The IMF and a banking expert say the Reserve Bank’s light-handed approach to bank regulation needs work but the answer is not creating a separate regulatory body to take this over

The IMF and a banking expert agree improvements can be made to how the Reserve Bank regulates the banking sector.

But this does not mean a separate regulatory entity should be created to manage this – rather, the Government should focus on the need for reforms at the central bank, they say.

IMF Asia and Pacific Division chief Thomas Helbling said on Tuesday the Reserve Bank needs to throw more weight behind the way it regulates the banking sector.

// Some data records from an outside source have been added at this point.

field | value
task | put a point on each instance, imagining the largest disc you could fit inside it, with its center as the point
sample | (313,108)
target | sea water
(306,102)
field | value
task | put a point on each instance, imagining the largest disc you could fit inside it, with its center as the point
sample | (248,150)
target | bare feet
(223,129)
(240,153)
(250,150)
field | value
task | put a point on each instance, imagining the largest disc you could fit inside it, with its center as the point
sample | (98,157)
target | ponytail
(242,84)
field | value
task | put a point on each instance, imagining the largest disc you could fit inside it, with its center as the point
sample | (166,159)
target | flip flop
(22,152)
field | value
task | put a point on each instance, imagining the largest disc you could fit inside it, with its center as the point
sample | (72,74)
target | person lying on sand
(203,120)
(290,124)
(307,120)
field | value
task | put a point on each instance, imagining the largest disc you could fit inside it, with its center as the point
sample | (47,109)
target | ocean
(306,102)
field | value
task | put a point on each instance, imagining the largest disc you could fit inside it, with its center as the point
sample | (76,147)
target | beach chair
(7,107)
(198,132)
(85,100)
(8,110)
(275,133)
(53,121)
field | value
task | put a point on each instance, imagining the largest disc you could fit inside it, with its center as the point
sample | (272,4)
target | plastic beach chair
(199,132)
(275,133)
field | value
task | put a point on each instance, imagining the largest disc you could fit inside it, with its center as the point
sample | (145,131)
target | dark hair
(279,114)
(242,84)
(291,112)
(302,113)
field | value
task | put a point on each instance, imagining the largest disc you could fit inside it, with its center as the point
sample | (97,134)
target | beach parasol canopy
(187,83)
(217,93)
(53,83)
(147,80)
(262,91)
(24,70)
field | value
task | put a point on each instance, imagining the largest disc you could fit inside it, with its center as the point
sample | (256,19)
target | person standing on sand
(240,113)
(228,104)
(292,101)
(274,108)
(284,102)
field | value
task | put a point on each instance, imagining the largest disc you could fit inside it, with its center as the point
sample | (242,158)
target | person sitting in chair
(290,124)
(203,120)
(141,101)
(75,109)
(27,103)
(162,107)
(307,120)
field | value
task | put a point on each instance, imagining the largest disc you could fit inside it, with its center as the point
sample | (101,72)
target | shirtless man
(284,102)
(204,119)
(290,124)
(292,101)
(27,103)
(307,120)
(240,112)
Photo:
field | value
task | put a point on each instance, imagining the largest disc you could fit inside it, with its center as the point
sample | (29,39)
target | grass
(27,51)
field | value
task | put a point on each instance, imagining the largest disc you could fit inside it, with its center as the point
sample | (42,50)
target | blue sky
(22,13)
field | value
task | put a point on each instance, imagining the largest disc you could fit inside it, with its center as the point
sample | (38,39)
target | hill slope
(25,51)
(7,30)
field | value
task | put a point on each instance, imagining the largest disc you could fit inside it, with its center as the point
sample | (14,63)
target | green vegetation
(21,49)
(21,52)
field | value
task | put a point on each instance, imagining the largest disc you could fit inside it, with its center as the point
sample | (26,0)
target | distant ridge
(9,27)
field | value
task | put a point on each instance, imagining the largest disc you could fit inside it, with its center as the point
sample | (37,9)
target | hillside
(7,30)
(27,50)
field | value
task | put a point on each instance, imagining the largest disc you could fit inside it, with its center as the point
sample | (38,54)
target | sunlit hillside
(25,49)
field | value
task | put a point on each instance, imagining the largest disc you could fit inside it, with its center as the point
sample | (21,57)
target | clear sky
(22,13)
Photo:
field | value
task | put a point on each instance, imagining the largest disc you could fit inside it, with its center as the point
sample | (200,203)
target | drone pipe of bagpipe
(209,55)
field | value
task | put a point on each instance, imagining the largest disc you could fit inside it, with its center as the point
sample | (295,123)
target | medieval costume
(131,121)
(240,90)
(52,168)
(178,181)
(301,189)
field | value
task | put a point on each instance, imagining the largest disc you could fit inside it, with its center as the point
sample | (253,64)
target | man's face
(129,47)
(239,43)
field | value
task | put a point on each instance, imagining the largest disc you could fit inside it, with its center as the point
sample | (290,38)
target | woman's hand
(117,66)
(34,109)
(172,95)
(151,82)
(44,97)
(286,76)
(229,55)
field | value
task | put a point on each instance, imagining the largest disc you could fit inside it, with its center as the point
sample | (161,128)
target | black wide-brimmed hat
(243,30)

He drew on the Financial Sector Assessment Program (FSAP) report the IMF published on New Zealand last year, which outlined similar concerns.

It painted a picture of a bank regulator that's hands off on a day-to-day basis, highlighting an idiosyncratic light-handed regulatory approach. For example, its lack of on-site visits to the Australian owned banks in New Zealand.

Helbling doubled down on that idea.

“New Zealand has a three-pillar banking supervision framework. In the FSAP, our experts felt onsite supervision would be helpful to give a bit more lead time to the Reserve Bank to learn about the state of the banking system.”

Helbling is not alone in his criticism. Massey University banking expert David Tripe says New Zealand has a regulatory system that really does not work – “we don’t really have effective banking system oversight.”

There have been suggestions the regulatory side of the Reserve Bank’s job should be given to a separate entity, so it can focus solely on monetary policy. Among others this argument has been made by former BNZ chairman Kerry McDonald, and ex-Reserve Bank official Geof Mortlock.

But Tripe is not convinced this is the right approach.

He cites the Financial Services Authority (FSA), which was carved out of the Bank of England in the early 2000s.

But a few years after the Global Financial Crisis of 2007/08, it was abolished and its responsibilities were given back to the British central bank and another regulatory body, the Financial Conduct Authority.

“By the time the problems started to emerge in 2007, the FSA was staffed by lawyers and no one who really understood the banking system oversight,” Tripe says.

Helbling makes a similar point, saying establishing a new institution – like that of the FSA in the UK – is a “huge fixed cost.”

So, what to do?

Instead of creating a separate body, both Tripe and Helbling say it would be better for the Government to just better resource the Reserve Bank so it can do more on the regulatory side.

“From an international perspective, there are various models of how central banking and financial banking sector supervision is done,” Helbling says.

“Why fix it if it isn’t broken? Focus on the need for reforms perhaps more than entirely changing the entire set up.”

Tripe agrees – “but there needs to be a plan to do something that is actually going to help; the method of effective supervision is important.”

The second phase of the Reserve Bank Act review, which examines the macro-prudential side of the framework, is currently underway and this issue will be looked at closely.

Speaking to Interest.co.nz last month, Finance Minister Grant Robertson said he was aware of the criticism surrounding the Reserve Bank’s light touch regulatory approach.

“I think everyone recognises that with our Reserve Bank, we have a body that deals with core monetary policy but it has roles around regulation and financial stability that, in other jurisdictions like in Australia, are separated out.

“That means we need to look at the bank and make sure that it is fit for purpose to be able to do the job and the rules and regulations are the ones that suit our economy.”